Friday, July 04, 2014
Tom Perini: Texas Oven-Roasted Beef Brisket
Okay, confession time. I don't know how to grill, smoke, barbecue, or whatever else you want to call it. Cooking meat over flame is not something I learned how to do. (I swear, someone is going to come and take my honorary Texan card one of these days.) That doesn't mean, however, that I don't love meat cooked over an open flame. I just have to find alternate ways of making it until I figure out how this darn grill I inherited actually works.

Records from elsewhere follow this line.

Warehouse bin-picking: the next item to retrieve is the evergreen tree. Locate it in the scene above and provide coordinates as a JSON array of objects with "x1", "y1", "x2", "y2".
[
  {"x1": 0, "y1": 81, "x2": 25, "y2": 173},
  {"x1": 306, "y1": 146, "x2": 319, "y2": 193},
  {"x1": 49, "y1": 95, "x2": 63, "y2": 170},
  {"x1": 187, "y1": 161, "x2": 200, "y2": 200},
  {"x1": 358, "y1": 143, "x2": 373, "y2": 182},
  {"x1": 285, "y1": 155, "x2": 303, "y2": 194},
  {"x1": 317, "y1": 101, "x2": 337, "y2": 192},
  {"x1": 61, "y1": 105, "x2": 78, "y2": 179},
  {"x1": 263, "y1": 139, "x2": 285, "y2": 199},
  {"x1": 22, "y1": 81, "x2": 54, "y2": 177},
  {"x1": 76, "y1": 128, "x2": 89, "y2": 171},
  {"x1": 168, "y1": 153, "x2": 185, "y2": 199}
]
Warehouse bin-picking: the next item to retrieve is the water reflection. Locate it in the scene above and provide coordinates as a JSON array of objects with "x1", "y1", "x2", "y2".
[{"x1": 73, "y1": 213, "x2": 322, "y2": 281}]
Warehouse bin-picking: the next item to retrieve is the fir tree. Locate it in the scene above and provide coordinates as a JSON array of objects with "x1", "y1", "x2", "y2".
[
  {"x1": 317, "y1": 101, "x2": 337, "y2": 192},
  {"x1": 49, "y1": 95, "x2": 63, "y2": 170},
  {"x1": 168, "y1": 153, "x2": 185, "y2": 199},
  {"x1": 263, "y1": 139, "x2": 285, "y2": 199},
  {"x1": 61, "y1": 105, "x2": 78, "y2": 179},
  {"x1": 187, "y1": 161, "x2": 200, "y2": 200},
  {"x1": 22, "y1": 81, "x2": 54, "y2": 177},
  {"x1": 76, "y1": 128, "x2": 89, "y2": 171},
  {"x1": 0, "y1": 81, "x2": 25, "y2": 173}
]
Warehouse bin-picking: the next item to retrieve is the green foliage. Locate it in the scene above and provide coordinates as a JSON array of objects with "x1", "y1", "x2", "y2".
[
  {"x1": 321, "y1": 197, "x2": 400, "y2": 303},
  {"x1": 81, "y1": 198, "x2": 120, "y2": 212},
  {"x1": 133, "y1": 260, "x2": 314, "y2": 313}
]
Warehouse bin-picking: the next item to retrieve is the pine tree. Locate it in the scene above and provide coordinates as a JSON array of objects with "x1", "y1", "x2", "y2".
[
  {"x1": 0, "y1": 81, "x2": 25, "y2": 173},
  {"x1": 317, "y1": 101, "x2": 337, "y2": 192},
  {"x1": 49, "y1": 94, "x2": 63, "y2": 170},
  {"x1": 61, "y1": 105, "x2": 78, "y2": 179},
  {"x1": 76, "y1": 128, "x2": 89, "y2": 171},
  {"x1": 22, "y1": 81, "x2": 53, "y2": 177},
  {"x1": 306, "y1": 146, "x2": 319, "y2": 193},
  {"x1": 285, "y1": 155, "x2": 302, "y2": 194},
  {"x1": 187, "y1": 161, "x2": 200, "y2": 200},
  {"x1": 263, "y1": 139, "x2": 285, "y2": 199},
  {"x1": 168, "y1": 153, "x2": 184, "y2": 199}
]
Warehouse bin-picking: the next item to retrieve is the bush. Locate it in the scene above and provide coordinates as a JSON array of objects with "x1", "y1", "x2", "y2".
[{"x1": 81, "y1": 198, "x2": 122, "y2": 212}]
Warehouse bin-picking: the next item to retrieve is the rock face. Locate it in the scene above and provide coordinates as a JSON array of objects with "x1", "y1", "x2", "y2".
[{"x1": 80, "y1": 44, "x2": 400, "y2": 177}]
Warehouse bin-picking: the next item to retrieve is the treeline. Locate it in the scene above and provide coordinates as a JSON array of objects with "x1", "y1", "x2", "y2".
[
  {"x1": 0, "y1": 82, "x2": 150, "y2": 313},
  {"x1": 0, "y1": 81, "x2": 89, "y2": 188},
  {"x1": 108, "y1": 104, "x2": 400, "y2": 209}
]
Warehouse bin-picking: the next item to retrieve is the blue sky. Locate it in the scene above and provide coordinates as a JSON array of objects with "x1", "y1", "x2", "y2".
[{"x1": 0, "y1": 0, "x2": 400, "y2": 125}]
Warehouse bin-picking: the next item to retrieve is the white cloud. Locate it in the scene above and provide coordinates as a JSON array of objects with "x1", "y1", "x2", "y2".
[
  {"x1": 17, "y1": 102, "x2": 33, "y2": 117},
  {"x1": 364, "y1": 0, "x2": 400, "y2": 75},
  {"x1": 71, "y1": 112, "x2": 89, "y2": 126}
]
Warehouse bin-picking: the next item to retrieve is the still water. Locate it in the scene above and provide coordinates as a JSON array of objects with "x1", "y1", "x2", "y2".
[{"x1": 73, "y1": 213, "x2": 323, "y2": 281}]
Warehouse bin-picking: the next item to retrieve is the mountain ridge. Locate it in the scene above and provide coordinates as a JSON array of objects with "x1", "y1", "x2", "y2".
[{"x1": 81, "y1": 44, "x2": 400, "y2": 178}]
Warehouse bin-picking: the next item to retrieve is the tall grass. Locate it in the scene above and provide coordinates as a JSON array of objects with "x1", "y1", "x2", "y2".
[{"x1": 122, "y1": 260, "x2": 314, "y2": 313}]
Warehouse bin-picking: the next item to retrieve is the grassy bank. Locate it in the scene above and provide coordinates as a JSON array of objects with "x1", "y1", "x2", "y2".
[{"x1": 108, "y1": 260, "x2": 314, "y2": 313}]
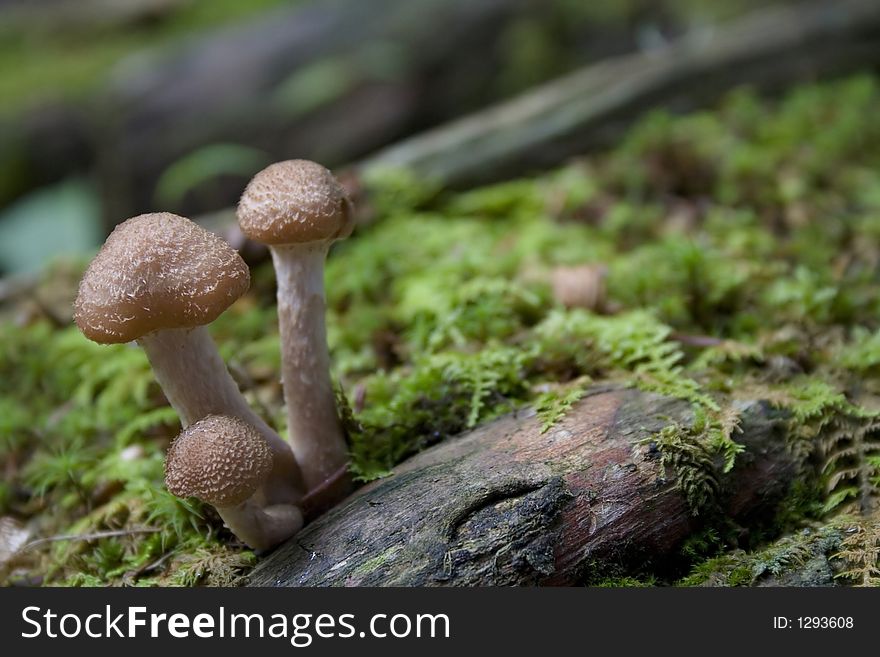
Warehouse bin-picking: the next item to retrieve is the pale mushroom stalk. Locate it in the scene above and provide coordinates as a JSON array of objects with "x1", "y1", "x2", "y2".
[
  {"x1": 238, "y1": 160, "x2": 354, "y2": 498},
  {"x1": 165, "y1": 415, "x2": 304, "y2": 550},
  {"x1": 214, "y1": 498, "x2": 304, "y2": 550},
  {"x1": 74, "y1": 212, "x2": 304, "y2": 503},
  {"x1": 269, "y1": 242, "x2": 348, "y2": 490},
  {"x1": 137, "y1": 326, "x2": 301, "y2": 502}
]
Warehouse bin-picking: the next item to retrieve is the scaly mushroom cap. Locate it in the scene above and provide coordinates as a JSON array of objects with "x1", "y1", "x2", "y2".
[
  {"x1": 238, "y1": 160, "x2": 354, "y2": 245},
  {"x1": 165, "y1": 415, "x2": 272, "y2": 507},
  {"x1": 74, "y1": 212, "x2": 250, "y2": 344}
]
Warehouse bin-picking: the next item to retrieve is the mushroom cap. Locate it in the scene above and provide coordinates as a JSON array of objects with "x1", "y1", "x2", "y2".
[
  {"x1": 74, "y1": 212, "x2": 250, "y2": 344},
  {"x1": 165, "y1": 415, "x2": 272, "y2": 507},
  {"x1": 238, "y1": 160, "x2": 354, "y2": 245}
]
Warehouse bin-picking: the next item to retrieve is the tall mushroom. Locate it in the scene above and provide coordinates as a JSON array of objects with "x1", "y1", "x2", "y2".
[
  {"x1": 238, "y1": 160, "x2": 354, "y2": 498},
  {"x1": 74, "y1": 212, "x2": 302, "y2": 502},
  {"x1": 165, "y1": 415, "x2": 303, "y2": 550}
]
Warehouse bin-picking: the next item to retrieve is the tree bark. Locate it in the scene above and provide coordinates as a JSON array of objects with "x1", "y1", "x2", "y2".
[
  {"x1": 356, "y1": 0, "x2": 880, "y2": 186},
  {"x1": 250, "y1": 389, "x2": 798, "y2": 586}
]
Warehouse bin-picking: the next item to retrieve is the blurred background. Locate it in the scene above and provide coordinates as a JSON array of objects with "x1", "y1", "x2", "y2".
[{"x1": 0, "y1": 0, "x2": 834, "y2": 277}]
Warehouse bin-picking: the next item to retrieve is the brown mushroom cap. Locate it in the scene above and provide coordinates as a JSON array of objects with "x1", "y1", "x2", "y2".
[
  {"x1": 165, "y1": 415, "x2": 272, "y2": 507},
  {"x1": 238, "y1": 160, "x2": 354, "y2": 245},
  {"x1": 74, "y1": 212, "x2": 250, "y2": 344}
]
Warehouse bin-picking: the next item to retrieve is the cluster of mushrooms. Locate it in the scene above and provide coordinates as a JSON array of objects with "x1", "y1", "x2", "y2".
[{"x1": 74, "y1": 160, "x2": 353, "y2": 550}]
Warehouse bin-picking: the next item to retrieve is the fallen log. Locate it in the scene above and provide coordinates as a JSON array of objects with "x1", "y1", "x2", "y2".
[
  {"x1": 249, "y1": 389, "x2": 797, "y2": 586},
  {"x1": 356, "y1": 0, "x2": 880, "y2": 186}
]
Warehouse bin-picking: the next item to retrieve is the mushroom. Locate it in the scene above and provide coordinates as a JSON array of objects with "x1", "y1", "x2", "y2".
[
  {"x1": 165, "y1": 415, "x2": 303, "y2": 550},
  {"x1": 74, "y1": 212, "x2": 302, "y2": 502},
  {"x1": 238, "y1": 160, "x2": 354, "y2": 501}
]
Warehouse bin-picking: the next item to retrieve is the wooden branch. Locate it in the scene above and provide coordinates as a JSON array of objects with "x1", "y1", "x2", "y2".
[
  {"x1": 250, "y1": 389, "x2": 797, "y2": 586},
  {"x1": 356, "y1": 0, "x2": 880, "y2": 186}
]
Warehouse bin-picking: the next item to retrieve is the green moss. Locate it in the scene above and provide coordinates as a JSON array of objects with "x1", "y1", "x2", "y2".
[{"x1": 0, "y1": 77, "x2": 880, "y2": 584}]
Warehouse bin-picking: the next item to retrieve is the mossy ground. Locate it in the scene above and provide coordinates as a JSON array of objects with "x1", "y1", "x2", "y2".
[{"x1": 0, "y1": 76, "x2": 880, "y2": 585}]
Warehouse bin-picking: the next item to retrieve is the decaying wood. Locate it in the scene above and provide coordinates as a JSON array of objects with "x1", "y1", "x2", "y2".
[
  {"x1": 358, "y1": 0, "x2": 880, "y2": 186},
  {"x1": 250, "y1": 389, "x2": 797, "y2": 586}
]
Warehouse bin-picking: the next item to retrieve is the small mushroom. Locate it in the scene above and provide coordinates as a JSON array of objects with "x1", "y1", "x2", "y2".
[
  {"x1": 74, "y1": 212, "x2": 302, "y2": 501},
  {"x1": 238, "y1": 160, "x2": 354, "y2": 499},
  {"x1": 165, "y1": 415, "x2": 303, "y2": 550}
]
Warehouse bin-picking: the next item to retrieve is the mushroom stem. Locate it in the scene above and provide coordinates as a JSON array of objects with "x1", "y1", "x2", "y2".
[
  {"x1": 215, "y1": 494, "x2": 303, "y2": 550},
  {"x1": 270, "y1": 241, "x2": 349, "y2": 497},
  {"x1": 138, "y1": 326, "x2": 303, "y2": 503}
]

I would say this recipe gets you about as close as possible to a good smoked brisket as you can get without the whole trailer smoker setup. And that's saying something. If it's pouring down rain, you don't know how to grill/smoke/barbecue, and you're too lazy to drive around town looking for some decent brisket, this is your savior.
Texas Oven-Roasted Beef Brisket
From Tom Perini
2 tablespoons chili powder
2 tablespoons salt
1 tablespoon garlic powder
1 tablespoon onion powder
1 tablespoon freshly ground black pepper
1 tablespoon granulated sugar
2 teaspoons dry mustard
1 bay leaf, crushed
4 pounds beef brisket, trimmed
1½ cups beef stock or a mixture of stock and Guinness beer
1 tablespoon liquid smoke
Preheat the oven to 350°F.
Make a dry rub by combining chili powder, salt, garlic and onion powders, black pepper, sugar, dry mustard, and bay leaf. Season the raw brisket on both sides with the rub. Place in a roasting pan and roast, uncovered, for 1 hour.
Add the beef stock, liquid smoke, and enough water to yield about ½ inch of liquid in the roasting pan. Lower oven to 300°F, cover pan tightly, and continue cooking for 3 hours, or until fork tender.
Trim the fat and slice the meat thinly across the grain. Top with juice from the pan or barbecue sauce.